Analyze entities by availability zone

Break down entity performance by cloud availability zone to verify high-availability configurations.

Use this to verify high-availability configurations. If you suspect an outage in one region, this view helps you confirm if your entities are distributed correctly across availability zones and if any specific zone is reporting errors.
  1. Navigate to the Entities tab.
  2. Filter by your specific environment (e.g., sf_environment).
  3. Click Group By and select cloud.availability_zone.

Verify data coverage

Identify data gaps and ensure full coverage across your entities before creating alerts.

Use this before creating a new alert or detector. By checking the Population tab, you ensure that all relevant entities are actually reporting data, which prevents "false negatives" where an alert fails to trigger simply because data is missing.
  1. Search for and select your target entities in the Entities tab.
  2. Click Show Metrics and navigate to the Population tab.
  3. Review the Population score to identify any entities failing to report the metric.

Access metric metadata

Retrieve detailed descriptions and metadata for metrics to better understand their purpose and units.

Use this when you are unsure what a specific metric measures or how it is calculated. This is helpful for team members onboarding to a new service or when interpreting unfamiliar custom metrics.
  1. Click on the metric name to open the details view.
  2. Review the description, metric type, and units to understand the data context.

Build charts and detectors with the Metric clipboard

Use the Metric clipboard to collect multiple metrics across different searches for building charts and detectors.
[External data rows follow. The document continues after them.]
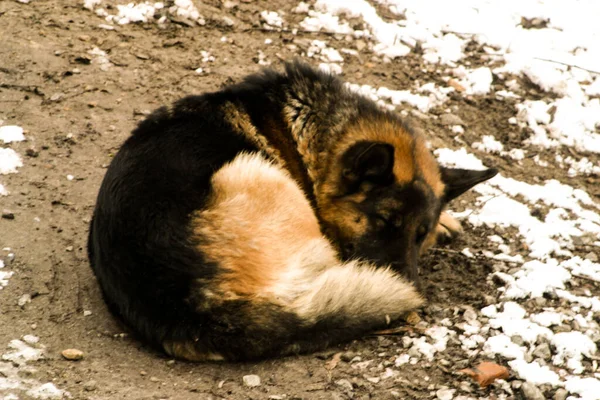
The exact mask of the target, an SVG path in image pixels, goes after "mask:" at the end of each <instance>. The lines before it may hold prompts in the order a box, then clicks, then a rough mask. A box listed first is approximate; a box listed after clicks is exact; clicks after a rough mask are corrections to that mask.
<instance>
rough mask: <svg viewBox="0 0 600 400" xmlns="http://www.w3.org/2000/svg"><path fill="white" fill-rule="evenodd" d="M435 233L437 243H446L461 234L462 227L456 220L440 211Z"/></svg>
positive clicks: (435, 229)
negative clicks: (440, 212)
mask: <svg viewBox="0 0 600 400" xmlns="http://www.w3.org/2000/svg"><path fill="white" fill-rule="evenodd" d="M435 233H436V238H437V242H438V243H444V242H448V241H450V240H452V239H454V238H455V237H457V236H458V235H460V234H461V233H462V226H461V225H460V222H459V221H458V220H457V219H456V218H454V217H452V216H451V215H450V214H448V213H447V212H446V211H442V213H441V214H440V219H439V221H438V224H437V226H436V227H435Z"/></svg>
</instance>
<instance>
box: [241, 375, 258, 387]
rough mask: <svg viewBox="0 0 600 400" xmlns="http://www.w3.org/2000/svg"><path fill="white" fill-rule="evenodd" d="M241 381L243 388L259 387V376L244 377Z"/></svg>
mask: <svg viewBox="0 0 600 400" xmlns="http://www.w3.org/2000/svg"><path fill="white" fill-rule="evenodd" d="M242 380H243V381H244V386H247V387H257V386H260V376H258V375H244V377H243V378H242Z"/></svg>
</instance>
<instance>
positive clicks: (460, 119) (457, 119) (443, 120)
mask: <svg viewBox="0 0 600 400" xmlns="http://www.w3.org/2000/svg"><path fill="white" fill-rule="evenodd" d="M440 123H441V124H442V125H462V126H465V123H464V121H463V120H462V119H461V118H460V117H458V116H456V115H454V114H442V115H441V116H440Z"/></svg>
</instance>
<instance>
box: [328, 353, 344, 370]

Use this when you are building a dashboard or an alert policy that requires multiple metrics. The clipboard allows you to collect metrics from different searches and contexts, ensuring you don't lose your progress while navigating the UI.
  1. Select metrics using the checkbox to add them to the Metric clipboard.
  2. Navigate through the application as needed; the clipboard will persist your selections.
  3. Click Create chart or Create detector from the clipboard panel when ready.